Queering the Tarot: 13. Death

Queering the Tarot is a guest post series written by Cassandra Snow. Cassandra takes the most common interpretations and manifestations of the cards and discuss ways you might read them for a LGBTQQIA* client—or for yourself.

Read all posts in the series here!

Silicon Dawn

From the Tarot of the Silicon Dawn

Queering the Tarot: XIII. Death

As Spring approaches, we re-examine the Death card here at Queering the Tarot, which I find completely appropriate. Death gets a bad rap, but is actually one of my favorite cards in the tarot.

While the card is widely understood not to represent a physical death, but a metaphorical one, (an ending, an opportunity lost, a phase of our life complete), most people still look upon those ideas with regret and sadness.

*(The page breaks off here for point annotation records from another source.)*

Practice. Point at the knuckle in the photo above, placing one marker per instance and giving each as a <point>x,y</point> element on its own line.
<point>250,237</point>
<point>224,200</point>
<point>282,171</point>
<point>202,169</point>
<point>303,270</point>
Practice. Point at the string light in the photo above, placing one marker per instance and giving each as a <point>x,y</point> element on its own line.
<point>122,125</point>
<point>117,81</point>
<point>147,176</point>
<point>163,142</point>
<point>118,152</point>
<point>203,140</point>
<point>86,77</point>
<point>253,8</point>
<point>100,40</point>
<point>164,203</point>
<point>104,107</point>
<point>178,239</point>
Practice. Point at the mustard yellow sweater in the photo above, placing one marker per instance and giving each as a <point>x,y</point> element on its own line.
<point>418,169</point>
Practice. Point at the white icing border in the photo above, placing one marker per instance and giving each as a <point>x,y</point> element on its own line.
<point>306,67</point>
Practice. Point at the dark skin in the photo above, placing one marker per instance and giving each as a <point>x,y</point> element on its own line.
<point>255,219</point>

In my own life however, these times have led to rebirth, reinvention, and are followed by periods of joy. This is in part a personal addiction to new beginnings, but it’s also because the Death card symbolizes what I deep down believe to be true—that we sometimes lose to gain, that we must kill off parts of ourselves to be our best self, that we must accept the cycles of death in our lives with dignity in order to usher in the following eras of rebirth.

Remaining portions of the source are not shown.